Last fall, Governor Nathan Deal created a teen driving commission to advise state legislators and agencies on ways to keep people's eyes on the road and hands on the wheel.
Member Baylee Culverhouse told 13WMAZ's Katelyn Heck, "One thing we're all passionate about is keeping teens safe and keeping them distraction-free, keeping you free of impairment, and keeping you free of texting. I think one of the most important things is that we are keeping people aware of what's going on, and hopefully we will see changes in the next few years."
Changes like revamping the state's Alcohol and Drug Awareness Program to focus more on distracted driving, adding questions about the no-texting law to the drivers license test, and raising awareness through ads and state signs along highways.
The students involved also want to see stricter punishments for those caught texting behind the wheel.

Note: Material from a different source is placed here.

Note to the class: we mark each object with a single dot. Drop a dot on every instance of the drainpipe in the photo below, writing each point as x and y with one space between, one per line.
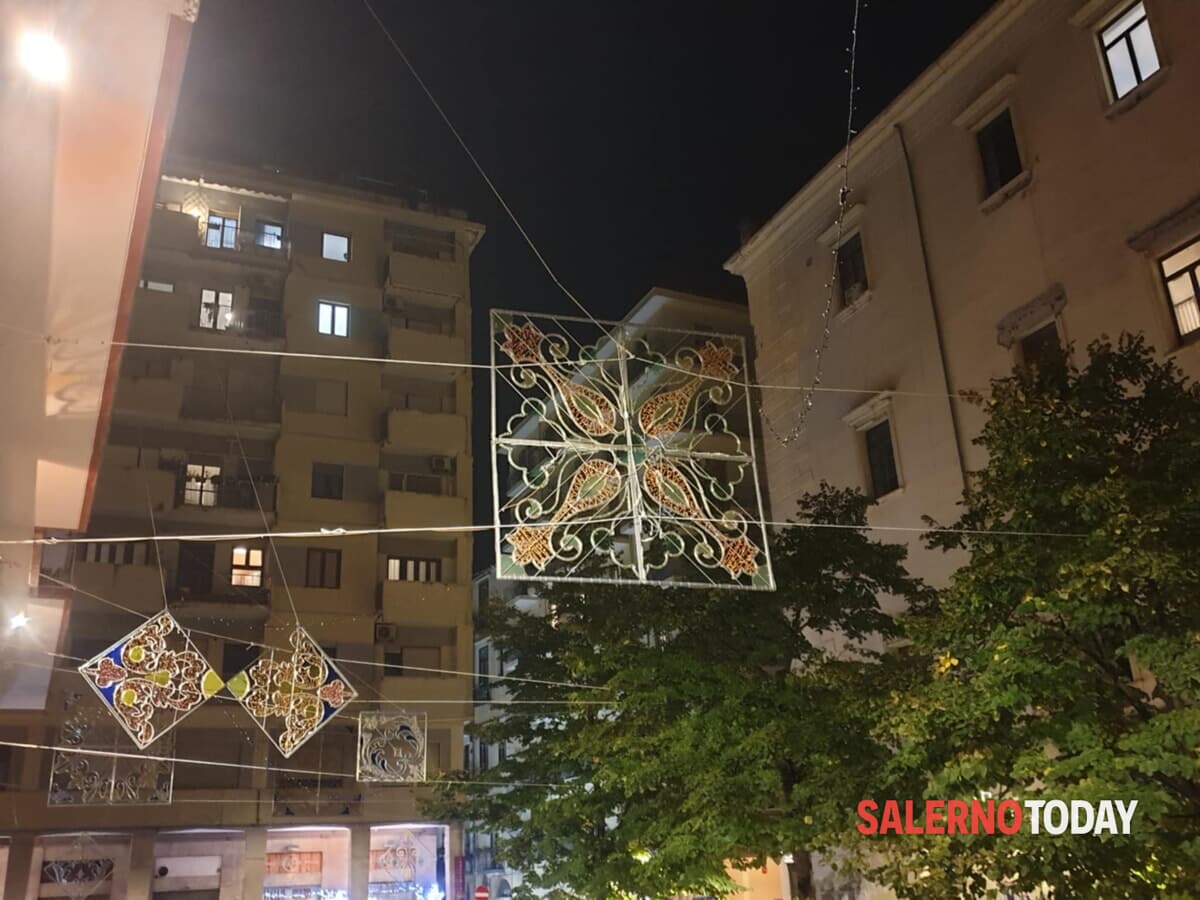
933 305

"Part of our work was, we would talk to police officers, and what we kept hearing was, 'We don't want to give them fines, because who pays the fines? The parents. And if you revoke the license, if it goes that far, who is going to drive them?' The parents. So we got to thinking what we could do to punish teens without punishing their parents," explained Felicia Ashley, a member from Macon.
The Georgia Teen Driving Commission is now looking at community service as an alternative. The group also wants schools to get involved by asking students to sign a pledge saying they will not text and drive, before they can receive a school parking permit.
One student told us, "As a senior in high school, my parking is gold to me. And if they take that away, I will definitely learn my lesson."
But what's really golden, these commission members tell us, is bringing the number of distracted driving deaths down to zero.